Я не мог справиться с этими чувствами, мысли одолевали меня, не мог есть нормально, спать, работать. Но после трех дней я стал немного успокаиваться, осознал, что я не должен сходить с ума, мне нужно кормить их, помогать, любить. Постепенно мысли я заглушил работой, домашней суетой, помощью.

Также были родные рядом - родители, которые тоже помогали, поддерживали, хотя им тоже тяжело было осознать все происходящее. И мы собрались с силами и отодвинули боль глубоко-глубоко. Когда я приезжал к ней, видел ее, я хотел плакать, но не давал себе воли. Когда первый раз приехал на процедуру (пункцию), услышал ее крики, как она зовет на помощь, я ненавидел себя, презирал, что ничем не могу ей помочь, уберечь ее от боли. Но когда я видел, что она улыбается, когда врач говорил, что у нас хорошие анализы, я чувствовал легкость, надежду, что самое страшное обойдет нас стороной.

Я боялся и до сих пор боюсь услышать самые страшные слова: «Рецидив, мы не можем ничем больше помочь». Страх отошел сам, когда я забрал их домой, когда они все оказались рядом, когда дочка смеется, играет, разговаривает. Когда пошла прежняя жизнь, но по-новому. К этому быстро привыкаешь.

Во всем этом я принял сторону помощи: работа, дом, уборка, готовка по возможности - в общем, все физическое, что тяжело для жены, потому что ребенок забирает много сил. Выбрал я это потому, что в труде мне легче переносить переживания, да и помощь в этом от меня более эффективная. Боялся навредить, если бы лежал, например, с ней, вдруг я что-то не так сделаю. Да и ребенку легче, когда рядом мама. Ведь все мы знаем, что с мамой боль и страдания легче переносить, эта связь крепка, папа на втором месте, и я с этим не спорю.

У нас как-то так сложилось, что каждый занялся тем, что приносит больше пользы. Для меня тяжело только то, что когда дочь принимает препараты, настроение ее меняется или она заболевает, пропадает ее радость и улыбка. Она плачет, и это тяжело, очень хочется всю боль ее забрать на себя, чтобы только она не страдала. Менять что-то я не стал, тут ничего не поменяешь, просто терплю, и идем дальше шаг за шагом к заветным словам «ВЫ ЗДОРОВЫ».

Я сам по себе тихий и всегда любую боль, обиду по большей части держу в себе. Я не искал поддержку целенаправленно. Кто из знакомых узнавал, тот поддерживал. Я стараюсь меньше говорить об этом. Я знаю, что должен семье давать поддержку. Быть с ними - это главное.

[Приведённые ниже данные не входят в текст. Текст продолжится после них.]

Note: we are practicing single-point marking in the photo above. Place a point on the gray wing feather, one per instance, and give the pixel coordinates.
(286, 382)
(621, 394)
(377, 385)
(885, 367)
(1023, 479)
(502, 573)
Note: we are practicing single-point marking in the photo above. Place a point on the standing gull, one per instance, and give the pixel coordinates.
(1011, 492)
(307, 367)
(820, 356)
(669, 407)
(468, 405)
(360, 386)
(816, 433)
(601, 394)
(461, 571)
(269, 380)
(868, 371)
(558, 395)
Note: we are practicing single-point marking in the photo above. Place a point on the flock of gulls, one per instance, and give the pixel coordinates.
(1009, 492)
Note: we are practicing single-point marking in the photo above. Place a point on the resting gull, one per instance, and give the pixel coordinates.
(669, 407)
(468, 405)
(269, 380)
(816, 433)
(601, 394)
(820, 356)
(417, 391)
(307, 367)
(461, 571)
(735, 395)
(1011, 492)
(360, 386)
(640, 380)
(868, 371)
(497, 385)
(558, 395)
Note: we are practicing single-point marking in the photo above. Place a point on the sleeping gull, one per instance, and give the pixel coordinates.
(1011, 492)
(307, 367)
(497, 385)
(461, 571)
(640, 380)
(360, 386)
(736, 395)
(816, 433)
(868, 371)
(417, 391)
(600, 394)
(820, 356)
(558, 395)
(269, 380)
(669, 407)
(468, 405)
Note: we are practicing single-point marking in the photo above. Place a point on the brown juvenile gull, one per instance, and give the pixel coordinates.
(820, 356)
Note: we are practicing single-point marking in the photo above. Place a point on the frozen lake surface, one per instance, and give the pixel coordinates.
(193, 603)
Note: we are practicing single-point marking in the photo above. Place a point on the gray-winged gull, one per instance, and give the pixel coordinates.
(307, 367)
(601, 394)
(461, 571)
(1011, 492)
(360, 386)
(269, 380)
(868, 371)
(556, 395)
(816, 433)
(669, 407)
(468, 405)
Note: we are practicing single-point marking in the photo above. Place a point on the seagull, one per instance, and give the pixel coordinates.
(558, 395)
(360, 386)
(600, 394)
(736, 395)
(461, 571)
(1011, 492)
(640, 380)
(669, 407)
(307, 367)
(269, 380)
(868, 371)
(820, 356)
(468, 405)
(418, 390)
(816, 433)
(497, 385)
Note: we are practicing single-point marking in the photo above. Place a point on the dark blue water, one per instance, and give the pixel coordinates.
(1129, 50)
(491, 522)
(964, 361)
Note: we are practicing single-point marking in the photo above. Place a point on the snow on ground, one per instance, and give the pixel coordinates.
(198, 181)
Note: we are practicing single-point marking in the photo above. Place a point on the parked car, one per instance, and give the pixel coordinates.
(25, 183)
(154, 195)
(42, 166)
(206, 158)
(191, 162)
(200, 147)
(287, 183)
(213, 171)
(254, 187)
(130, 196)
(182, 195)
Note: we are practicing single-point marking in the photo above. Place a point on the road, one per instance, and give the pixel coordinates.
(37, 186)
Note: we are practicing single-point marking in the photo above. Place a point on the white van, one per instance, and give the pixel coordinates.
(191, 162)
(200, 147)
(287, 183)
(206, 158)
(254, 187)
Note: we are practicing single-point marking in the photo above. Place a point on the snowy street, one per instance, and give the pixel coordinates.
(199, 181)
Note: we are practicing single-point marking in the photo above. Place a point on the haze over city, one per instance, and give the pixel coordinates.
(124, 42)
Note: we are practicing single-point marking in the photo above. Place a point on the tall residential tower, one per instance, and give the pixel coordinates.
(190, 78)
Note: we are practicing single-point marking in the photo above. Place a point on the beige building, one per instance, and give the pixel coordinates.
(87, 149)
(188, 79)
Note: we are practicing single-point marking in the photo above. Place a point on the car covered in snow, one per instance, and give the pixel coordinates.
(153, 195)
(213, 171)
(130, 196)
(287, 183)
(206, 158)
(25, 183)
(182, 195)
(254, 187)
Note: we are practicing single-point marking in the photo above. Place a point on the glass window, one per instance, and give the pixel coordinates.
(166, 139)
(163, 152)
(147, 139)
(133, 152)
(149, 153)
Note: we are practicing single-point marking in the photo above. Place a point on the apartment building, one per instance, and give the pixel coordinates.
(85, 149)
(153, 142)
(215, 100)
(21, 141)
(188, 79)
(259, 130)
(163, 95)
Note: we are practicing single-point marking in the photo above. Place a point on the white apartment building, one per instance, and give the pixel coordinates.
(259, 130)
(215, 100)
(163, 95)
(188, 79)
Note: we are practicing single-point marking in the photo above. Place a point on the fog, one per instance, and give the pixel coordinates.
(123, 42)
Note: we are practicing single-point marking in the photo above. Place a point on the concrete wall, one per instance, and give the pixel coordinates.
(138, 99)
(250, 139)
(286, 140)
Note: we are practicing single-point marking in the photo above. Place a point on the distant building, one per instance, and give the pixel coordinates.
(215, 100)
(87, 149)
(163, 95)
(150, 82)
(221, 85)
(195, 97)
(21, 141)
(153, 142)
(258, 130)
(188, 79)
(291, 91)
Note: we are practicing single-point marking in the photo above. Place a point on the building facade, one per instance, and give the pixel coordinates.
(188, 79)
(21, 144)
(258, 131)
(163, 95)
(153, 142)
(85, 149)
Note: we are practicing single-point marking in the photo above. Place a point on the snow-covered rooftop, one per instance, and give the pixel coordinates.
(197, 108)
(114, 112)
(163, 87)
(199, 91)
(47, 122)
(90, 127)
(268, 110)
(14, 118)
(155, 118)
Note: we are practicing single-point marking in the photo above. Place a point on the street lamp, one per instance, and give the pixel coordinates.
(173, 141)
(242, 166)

Страдания и слезы - они не помощники, они не помогут поправиться, не помогут быть радостными, не помогут объяснить ребенку, что все хорошо и он поправится. От них не избавиться, но на их место надо поставить радость, что твой ребенок улыбается, силу ответственности, чтобы помогать, кормить, вести обычный образ жизни с малыми изменениями. Нужно идти вперед и только вперед, расчищая путь для победы.

Сергей, 32 года, папа Лизы (5 лет, острый лимфобластный лейкоз)

Что почувствовали, когда поставили диагноз?

Шок, опустошенность и непонимание, как такое случилось. Пару дней после постановки диагноза не мог поверить, что все это происходит наяву. Казалось, врач зайдет и скажет: «Мы ошиблись, у вас (вставить любую фигню)».

Как справлялись с этими чувствами?

Поначалу появилось много новых забот, правил и всего того, что приходит с диагнозом. Так что старался не забивать голову и просто максимально ушел «в дела».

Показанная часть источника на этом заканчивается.